President Donald Trump said Thursday that a meeting between Ukraine’s Volodymyr Zelenskyy and Russian leader Vladimir Putin wasn’t a condition for him to meet with Putin in what would be their first in-person encounter of Trump’s second term.
Trump’s remarks came hours after a White House official said that Putin and Zelenskyy must meet in order for a summit with Trump to occur.
The Kremlin said earlier in the day that a meeting between Trump and Putin had been agreed in principle and would happen in the “coming days.”
“At the suggestion of the American side, an agreement in principle was made to hold a bilateral meeting at the highest level in the coming days,” Putin’s longtime foreign policy aide Yury Ushakov said in an audio statement.
At the same time, Moscow all but dismissed Trump’s proposal for a three-way summit involving Putin and Zelenskyy, continuing the Kremlin’s long-standing resistance to such a sit-down.
The idea of a Trump-Putin-Zelenskyy meeting “for some reason was mentioned by Washington yesterday” but “not specifically discussed,” Ushakov said Thursday. The Russian side had “left this option completely, completely without comment.”
Asked by a reporter in the Oval Office on Thursday afternoon whether Putin needed to meet with the Ukrainian president before sitting down with Trump, the U.S. president said, “No, he doesn’t.”
White House press secretary Karoline Leavitt said in a statement shortly before Trump’s Oval Office remarks that “the Russians expressed their desire to meet with President Trump, and the President is open to this meeting.”

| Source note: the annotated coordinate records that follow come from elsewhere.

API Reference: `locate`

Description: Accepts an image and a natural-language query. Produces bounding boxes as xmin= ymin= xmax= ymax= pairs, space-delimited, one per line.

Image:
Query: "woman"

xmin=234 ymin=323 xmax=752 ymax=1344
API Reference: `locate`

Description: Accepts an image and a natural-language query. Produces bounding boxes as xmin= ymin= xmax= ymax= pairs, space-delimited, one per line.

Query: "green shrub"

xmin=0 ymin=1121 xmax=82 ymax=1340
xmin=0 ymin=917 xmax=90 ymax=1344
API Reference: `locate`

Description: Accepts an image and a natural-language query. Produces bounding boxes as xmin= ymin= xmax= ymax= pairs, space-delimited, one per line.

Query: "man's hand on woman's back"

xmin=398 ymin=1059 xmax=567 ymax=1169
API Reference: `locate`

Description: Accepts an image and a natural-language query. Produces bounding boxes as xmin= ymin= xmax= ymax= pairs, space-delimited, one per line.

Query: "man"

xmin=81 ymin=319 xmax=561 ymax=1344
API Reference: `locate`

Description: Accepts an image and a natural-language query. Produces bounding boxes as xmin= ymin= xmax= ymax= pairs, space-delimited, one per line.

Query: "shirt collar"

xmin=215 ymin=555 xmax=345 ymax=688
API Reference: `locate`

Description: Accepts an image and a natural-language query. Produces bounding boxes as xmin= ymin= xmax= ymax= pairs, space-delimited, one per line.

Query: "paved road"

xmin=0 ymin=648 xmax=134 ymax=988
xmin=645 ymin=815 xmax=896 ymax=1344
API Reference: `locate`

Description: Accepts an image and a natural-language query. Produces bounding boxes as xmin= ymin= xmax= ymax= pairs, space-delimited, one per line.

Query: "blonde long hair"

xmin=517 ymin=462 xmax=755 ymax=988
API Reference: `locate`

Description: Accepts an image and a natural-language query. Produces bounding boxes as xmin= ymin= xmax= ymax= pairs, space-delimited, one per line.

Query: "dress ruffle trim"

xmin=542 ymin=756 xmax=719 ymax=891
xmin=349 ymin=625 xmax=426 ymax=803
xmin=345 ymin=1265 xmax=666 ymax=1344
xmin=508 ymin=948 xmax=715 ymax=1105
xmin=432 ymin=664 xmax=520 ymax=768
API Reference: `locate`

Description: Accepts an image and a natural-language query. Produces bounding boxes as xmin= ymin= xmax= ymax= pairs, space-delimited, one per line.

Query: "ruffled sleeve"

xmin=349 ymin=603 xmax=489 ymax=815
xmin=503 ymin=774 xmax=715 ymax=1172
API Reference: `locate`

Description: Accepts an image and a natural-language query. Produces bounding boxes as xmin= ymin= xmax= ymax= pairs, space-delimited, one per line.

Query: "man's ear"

“President Trump would like to meet with both President Putin and President Zelensky because he wants this brutal war to end,” she said, adding that the White House is “working through the details of these potential meetings and details will be provided at the appropriate time.”
Trump’s efforts to meet with Putin are part of his campaign promise to resolve Russia’s war in Ukraine, and his wider “America First” pledge to end involvement in foreign conflicts altogether.
But Trump — who once said he could end the war in 24 hours — has found the reality more difficult.
On meeting Zelenskyy, Putin said earlier Thursday he had “nothing against it — it is possible — but for this to happen, certain conditions must be created. Unfortunately, such conditions are far away yet,” he added. In the past, he has described Ukraine’s government as illegitimate, saying he would only meet Zelenskyy during the “final” phase of negotiations.
Putin suggested that he could meet with Trump in the United Arab Emirates. Asked about which side proposed the meeting, he added, “Interest was shown on both sides. Who said what first? It is no longer important.”